Uses and cultural aspects
Cannomois virgata has been used by South Africans for hundreds of
years, in the past as brooms and is now gaining popularity in the
cut-flower industry. Smith (1966) writes that the restios were probably
used long before the first botanists saw restios being used as brooms
and as thatching material. The finely branched stems are particularly
suitable for the making of brooms. The stems are cut and dried in
the sun, the inflorescences are cut off and the stems are tied to
a broomstick or a strong handle. The common name besemriet refers
to this use. while the common names Rekoala and bell reed, which
refers to the part of the stem which carries the golden brown inflorescence,
are being used in the cut-flower industry. Rekoala resembles the
common names used for the indigenous restios for the cut-flower
industry of New Zealand, where only the finely branched stems are
used. The most coveted part of the plant by flower arrangers is
the young shoot, which is very beautiful, thick, bamboo-like, cream
to light green in colour with distinct nodes. However, when too
many young shoots are cut at yearly intervals, the plants soon die.
As the plants are becoming available from commercial plant nurseries,
they will find a well-deserved place in the gardens of the world.
Growing Cannomois virgata
The tall form of Cannomois regenerates from seed and is
killed by fire, whereas the smaller form coppices from the rhizome
after a fire and produces very little seed. Generally it is very
hard to germinate Cannomois seed and at Kirstenbosch the
germination percentage is very small, even when the seeds are sown
at the right time of the year, autumn, and are treated with smoke.
Vegetative propagation can be tried during the cold part of the
year, when the rhizomes can be divided into large chunks and planted
in a well-drained soil which must be kept very wet.
The tall form of Cannomois virgata is very decorative, both
the male and female plants can best be used as accent plants either
in a border, or near a rocky outcrop in a rockery. When planted
in large groups the male plants seem to be in the majority. If a
female plant consistently produces a lot of seed, the life span
is only eight to ten years, whereas the male plants or female plants
which produce less seed, can live much longer.
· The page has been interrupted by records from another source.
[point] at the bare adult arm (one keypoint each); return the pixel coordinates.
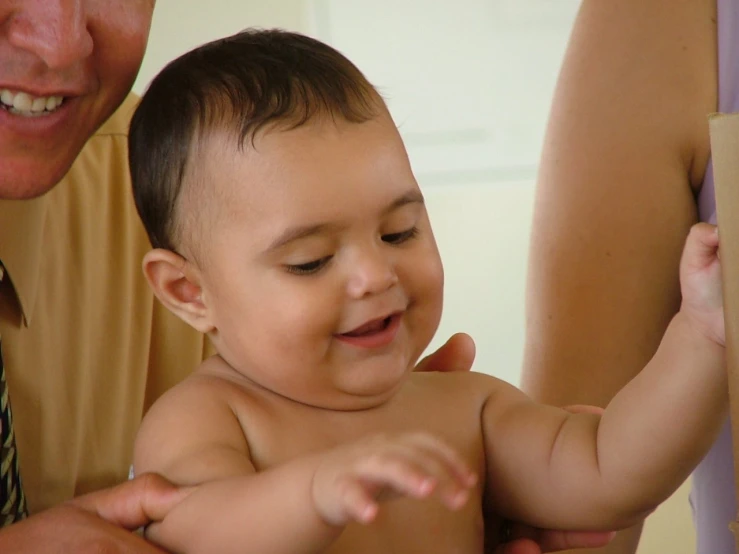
(625, 151)
(101, 521)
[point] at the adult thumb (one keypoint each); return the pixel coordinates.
(143, 500)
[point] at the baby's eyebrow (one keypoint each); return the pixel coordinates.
(302, 231)
(410, 197)
(295, 233)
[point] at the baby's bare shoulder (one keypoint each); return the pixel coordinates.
(469, 386)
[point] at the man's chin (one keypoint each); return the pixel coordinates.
(29, 183)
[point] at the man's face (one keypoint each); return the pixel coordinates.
(65, 66)
(320, 268)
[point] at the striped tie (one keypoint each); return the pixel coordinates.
(12, 500)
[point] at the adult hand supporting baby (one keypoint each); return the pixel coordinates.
(100, 521)
(458, 354)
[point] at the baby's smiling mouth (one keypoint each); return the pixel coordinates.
(371, 327)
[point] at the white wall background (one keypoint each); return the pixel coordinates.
(469, 83)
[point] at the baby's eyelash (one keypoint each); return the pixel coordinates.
(308, 268)
(399, 238)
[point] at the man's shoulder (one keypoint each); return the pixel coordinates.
(117, 124)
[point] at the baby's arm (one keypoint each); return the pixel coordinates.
(578, 471)
(192, 437)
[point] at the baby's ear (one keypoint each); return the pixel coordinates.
(176, 283)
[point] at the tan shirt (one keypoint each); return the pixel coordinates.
(87, 348)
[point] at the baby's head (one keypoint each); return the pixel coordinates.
(285, 217)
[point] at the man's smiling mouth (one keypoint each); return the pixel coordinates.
(24, 104)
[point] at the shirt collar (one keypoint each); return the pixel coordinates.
(21, 236)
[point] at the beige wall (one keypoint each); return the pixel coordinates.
(480, 209)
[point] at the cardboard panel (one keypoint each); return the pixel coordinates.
(724, 129)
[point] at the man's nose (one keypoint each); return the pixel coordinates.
(55, 31)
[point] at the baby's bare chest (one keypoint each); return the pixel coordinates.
(285, 432)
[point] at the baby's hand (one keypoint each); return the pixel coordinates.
(700, 282)
(353, 479)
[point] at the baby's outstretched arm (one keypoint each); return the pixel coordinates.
(192, 437)
(559, 470)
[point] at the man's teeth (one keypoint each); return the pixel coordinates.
(23, 103)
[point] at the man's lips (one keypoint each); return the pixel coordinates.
(373, 334)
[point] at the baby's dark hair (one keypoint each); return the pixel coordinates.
(242, 84)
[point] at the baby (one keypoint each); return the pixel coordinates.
(288, 226)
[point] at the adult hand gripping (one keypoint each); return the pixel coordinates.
(97, 522)
(457, 354)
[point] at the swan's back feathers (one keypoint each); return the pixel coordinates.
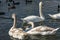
(55, 16)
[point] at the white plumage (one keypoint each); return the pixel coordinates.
(42, 30)
(17, 32)
(55, 16)
(35, 18)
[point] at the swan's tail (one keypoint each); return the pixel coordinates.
(55, 30)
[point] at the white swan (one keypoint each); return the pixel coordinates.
(17, 32)
(55, 16)
(42, 30)
(35, 18)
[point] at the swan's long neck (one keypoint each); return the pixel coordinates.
(55, 30)
(14, 23)
(40, 9)
(32, 24)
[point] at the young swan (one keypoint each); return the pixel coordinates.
(42, 30)
(17, 32)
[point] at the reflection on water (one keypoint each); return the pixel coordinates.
(39, 37)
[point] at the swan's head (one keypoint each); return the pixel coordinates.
(13, 15)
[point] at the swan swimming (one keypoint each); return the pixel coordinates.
(55, 16)
(17, 32)
(35, 18)
(42, 30)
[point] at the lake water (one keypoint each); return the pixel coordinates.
(23, 10)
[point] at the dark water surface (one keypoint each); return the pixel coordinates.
(23, 10)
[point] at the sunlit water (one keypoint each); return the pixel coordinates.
(23, 10)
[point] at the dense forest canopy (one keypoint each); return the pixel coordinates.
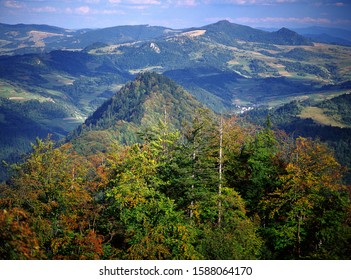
(213, 189)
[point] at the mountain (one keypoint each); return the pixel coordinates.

Although the plants in nature often grow near streams and would
look very decorative when planted near a pond, they do not like
standing water and grow better in drier soils but with regular irrigation.
The plants should be regularly given organic fertilizer or compost
to improve the soil. They seem to be remarkably free from pests
- Brown, N., Jamieson, H. & Botha, P. 1998. Grow restios.
Kirstenbosch Gardening Series. National Botanical Institute, Cape
- Goldblatt, P. & Manning, J. 2000. Cape plants. A conspectus
of the Cape flora of South Africa. Strelitzia 9. National
Botanical Institute, Pretoria.
- Dorrat-Haaksma, E. & Linder, H. P. 2000. Restios of the
Fynbos. The Botanical Society of South Africa, Cape Town.
- Linder, H.P. 1985. Conspectus of the African species of Restionaceae. Bothalia 15: 387-503.
- Linder, H.P. 1991. A review of the southern African Restionaceae.
Contributions from the Bolus Herbarium No. 13.
- Smith. C.A. 1966. Common names of South African plants. Memoirs
of the Botanical Survey of South Africa No. 35.